Editoria

18 marzo 2013 | 16:39

ILARIA ALPI: TRIBUNALE,NON C’E'PROVA CHE GELLE ABBIA MENTITO

DEPOSITATE MOTIVAZIONI SULL’ASSOLUZIONE

(ANSA) – ROMA, 18 MAR – Non ci sono “elementi probatori” per ritenere che “l’imputato abbia voluto scientemente incolpare falsamente Omar Hassan Hashi di aver partecipato al gruppo di esecutori materiali del duplice omicidio consumato in Mogadiscio il 20 marzo 1994 ai danni di Ilaria Alpi e Miran Hrovatin”. E’ quanto scrivono i giudici della II sezione penale del tribunale di Roma che hanno assolto dall’accusa di calunnia Ahmed Alì Rahge, detto Gelle, nelle motivazioni della sentenza che sono state depositate nelle scorse settimane.
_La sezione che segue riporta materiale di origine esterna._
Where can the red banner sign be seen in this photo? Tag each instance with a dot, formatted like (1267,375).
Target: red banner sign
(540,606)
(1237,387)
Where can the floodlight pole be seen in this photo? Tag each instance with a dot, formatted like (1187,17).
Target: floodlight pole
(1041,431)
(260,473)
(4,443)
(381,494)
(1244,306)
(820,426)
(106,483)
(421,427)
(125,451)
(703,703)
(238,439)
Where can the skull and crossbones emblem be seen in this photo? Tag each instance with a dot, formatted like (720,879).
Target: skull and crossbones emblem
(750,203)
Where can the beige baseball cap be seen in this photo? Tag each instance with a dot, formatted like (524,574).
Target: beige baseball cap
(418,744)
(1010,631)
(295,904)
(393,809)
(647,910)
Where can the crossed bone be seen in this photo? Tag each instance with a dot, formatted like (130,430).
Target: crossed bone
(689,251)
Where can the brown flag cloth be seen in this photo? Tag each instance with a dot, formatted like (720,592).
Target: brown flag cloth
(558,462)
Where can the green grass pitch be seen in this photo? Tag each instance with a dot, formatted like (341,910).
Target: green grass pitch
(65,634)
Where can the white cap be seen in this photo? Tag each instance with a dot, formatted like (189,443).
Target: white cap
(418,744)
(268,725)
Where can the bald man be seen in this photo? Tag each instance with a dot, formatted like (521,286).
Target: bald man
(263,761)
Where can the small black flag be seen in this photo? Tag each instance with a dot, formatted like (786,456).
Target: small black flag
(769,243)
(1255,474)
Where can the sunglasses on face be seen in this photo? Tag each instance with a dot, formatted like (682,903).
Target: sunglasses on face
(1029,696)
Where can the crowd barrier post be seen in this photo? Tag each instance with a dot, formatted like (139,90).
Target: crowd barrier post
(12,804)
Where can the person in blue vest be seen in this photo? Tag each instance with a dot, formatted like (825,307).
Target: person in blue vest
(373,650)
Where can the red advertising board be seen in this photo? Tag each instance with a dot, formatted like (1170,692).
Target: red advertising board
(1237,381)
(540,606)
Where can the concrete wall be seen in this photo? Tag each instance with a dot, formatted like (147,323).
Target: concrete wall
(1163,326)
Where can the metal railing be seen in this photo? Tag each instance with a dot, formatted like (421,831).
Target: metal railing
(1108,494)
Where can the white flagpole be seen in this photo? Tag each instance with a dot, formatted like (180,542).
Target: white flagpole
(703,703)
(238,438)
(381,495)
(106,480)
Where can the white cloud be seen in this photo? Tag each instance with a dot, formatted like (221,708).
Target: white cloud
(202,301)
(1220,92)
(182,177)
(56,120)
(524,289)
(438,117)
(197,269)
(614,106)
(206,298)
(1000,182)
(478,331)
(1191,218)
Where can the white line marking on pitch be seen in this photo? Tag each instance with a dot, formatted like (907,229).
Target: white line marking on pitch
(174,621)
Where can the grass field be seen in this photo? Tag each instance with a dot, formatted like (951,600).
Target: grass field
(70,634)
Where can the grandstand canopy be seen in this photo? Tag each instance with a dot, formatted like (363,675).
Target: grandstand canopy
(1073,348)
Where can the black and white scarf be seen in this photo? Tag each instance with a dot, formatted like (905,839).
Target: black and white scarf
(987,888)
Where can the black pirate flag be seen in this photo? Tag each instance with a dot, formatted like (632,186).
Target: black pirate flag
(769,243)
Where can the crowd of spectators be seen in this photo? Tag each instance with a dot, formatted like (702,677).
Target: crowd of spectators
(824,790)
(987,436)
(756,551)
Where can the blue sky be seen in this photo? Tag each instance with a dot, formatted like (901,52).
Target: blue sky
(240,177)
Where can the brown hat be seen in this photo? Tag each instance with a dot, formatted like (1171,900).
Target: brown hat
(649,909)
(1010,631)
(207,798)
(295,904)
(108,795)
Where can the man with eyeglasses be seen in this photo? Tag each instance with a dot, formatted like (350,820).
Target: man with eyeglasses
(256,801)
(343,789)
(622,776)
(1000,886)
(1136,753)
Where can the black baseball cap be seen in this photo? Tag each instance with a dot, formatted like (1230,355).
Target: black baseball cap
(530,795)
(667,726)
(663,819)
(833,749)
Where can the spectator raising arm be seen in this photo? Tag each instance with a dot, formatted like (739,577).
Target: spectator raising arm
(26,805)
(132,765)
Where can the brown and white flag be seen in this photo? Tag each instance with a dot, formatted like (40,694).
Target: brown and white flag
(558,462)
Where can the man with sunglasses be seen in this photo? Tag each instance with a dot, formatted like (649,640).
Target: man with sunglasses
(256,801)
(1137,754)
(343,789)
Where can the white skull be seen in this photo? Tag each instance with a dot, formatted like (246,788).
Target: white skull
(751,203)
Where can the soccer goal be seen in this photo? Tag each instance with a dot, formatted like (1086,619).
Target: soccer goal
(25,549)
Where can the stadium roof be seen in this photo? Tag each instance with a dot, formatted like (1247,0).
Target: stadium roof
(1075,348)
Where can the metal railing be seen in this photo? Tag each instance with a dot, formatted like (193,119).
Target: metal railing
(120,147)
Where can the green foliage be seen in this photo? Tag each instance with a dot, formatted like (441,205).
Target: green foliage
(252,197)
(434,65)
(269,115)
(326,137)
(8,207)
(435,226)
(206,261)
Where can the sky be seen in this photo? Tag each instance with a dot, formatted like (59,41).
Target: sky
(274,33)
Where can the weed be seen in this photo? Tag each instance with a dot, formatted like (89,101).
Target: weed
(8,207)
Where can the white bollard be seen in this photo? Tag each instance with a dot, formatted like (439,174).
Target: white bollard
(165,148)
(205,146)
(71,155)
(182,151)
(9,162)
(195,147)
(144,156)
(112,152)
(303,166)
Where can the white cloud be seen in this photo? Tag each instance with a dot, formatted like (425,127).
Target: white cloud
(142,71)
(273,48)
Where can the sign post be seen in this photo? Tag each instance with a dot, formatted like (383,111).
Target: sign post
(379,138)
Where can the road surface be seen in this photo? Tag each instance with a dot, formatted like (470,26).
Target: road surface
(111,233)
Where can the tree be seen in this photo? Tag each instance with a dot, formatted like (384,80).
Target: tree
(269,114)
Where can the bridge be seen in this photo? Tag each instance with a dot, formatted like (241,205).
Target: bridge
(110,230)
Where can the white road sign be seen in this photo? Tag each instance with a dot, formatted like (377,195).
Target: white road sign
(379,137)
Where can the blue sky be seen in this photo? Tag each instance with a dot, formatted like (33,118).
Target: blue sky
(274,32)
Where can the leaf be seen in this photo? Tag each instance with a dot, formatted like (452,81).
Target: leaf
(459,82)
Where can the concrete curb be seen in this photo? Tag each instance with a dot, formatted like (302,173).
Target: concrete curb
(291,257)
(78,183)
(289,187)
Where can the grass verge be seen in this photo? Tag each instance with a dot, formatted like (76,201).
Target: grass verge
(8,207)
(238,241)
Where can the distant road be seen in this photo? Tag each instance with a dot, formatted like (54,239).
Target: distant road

Il somalo, che accusò Omar Hassan poi condannato a 26 anni per aver partecipato all’omicidio, era chiamato in causa in merito ad alcuni presunti contatti telefonici in cui ammetteva “che non era vero che lui era presente sul luogo del delitto”. Secondo il collegio manca “qualsiasi elemento concreto che consenta di elevare la conversazione oltre la soglia dell’ ‘anonimo”. Perché in un caso “non è stato possibile disporre di un campione vocale sicuramente attribuibile a persona identificabile con Alì Rage, quindi comparabile con la voce registrata” da un giornalista di Rai International.(ANSA).